In 1628 one of the many schemes undertaken met with spectacular success when Admiral Piet Hein of the Dutch West India Company captured the Spanish treasure fleet.
The vastly improved financial situation of the Republic allowed for a major counter-strike and Stadtholder Frederick Henry decided to break the Habsburg morale by conquering their main stronghold in the Netherlands.
He diverted the two main streams feeding the swamps (the Dommel and the Aa) around the city by means of a double forty kilometre dike, in the form of a giant square, completely enclosing the fortress.
They sent a large relief army under command of Frederick Henry's Catholic cousin Hendrik van den Bergh, reaching the city in July.

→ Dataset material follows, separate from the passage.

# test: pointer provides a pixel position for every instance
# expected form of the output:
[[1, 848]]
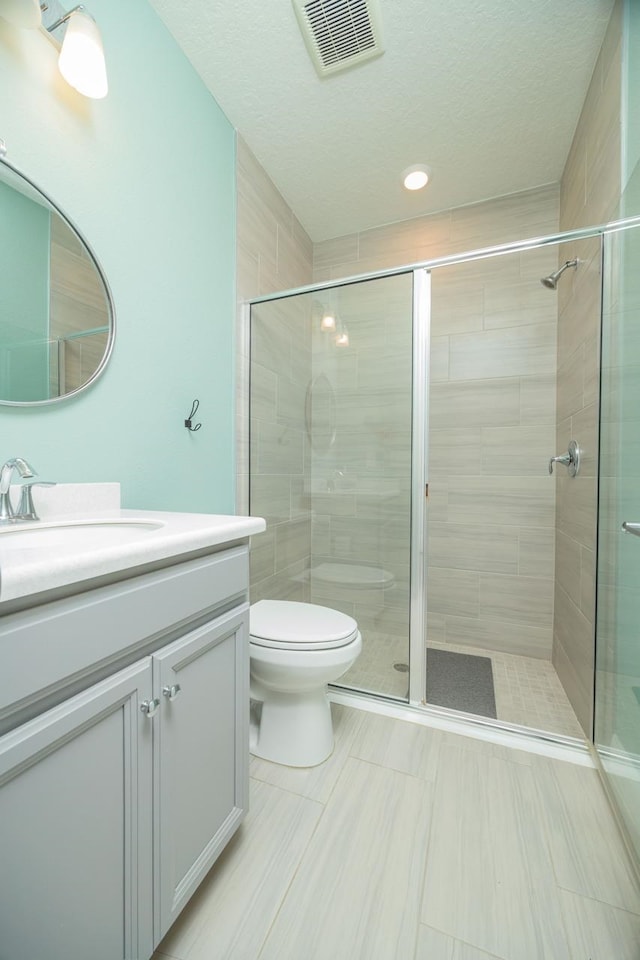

Van den Bergh quickly found out that his cousin's circumvallation, successfully tested at the siege of Grol in 1627, was too strong to breach.
Bishop Michael Ophovius tried to plead with Frederick Henry for religious tolerance, but though the stadtholder himself would gladly have granted religious freedom to the Catholics, as he tried to gain popularity in the Spanish Netherlands in the hope support for the rebellion would grow, due to vehement Calvinist resistance it had already been decided to be as strict in this respect as in the rest of the Republic; only nunneries could remain until the last nun of those present in 1629 had died.
[3] As a result, their position in the North would soon crumble and Frederick Henry, encouraged by the success, would start a series of other sieges, assisted by his cousin Van den Bergh, who changed sides after being accused of treason.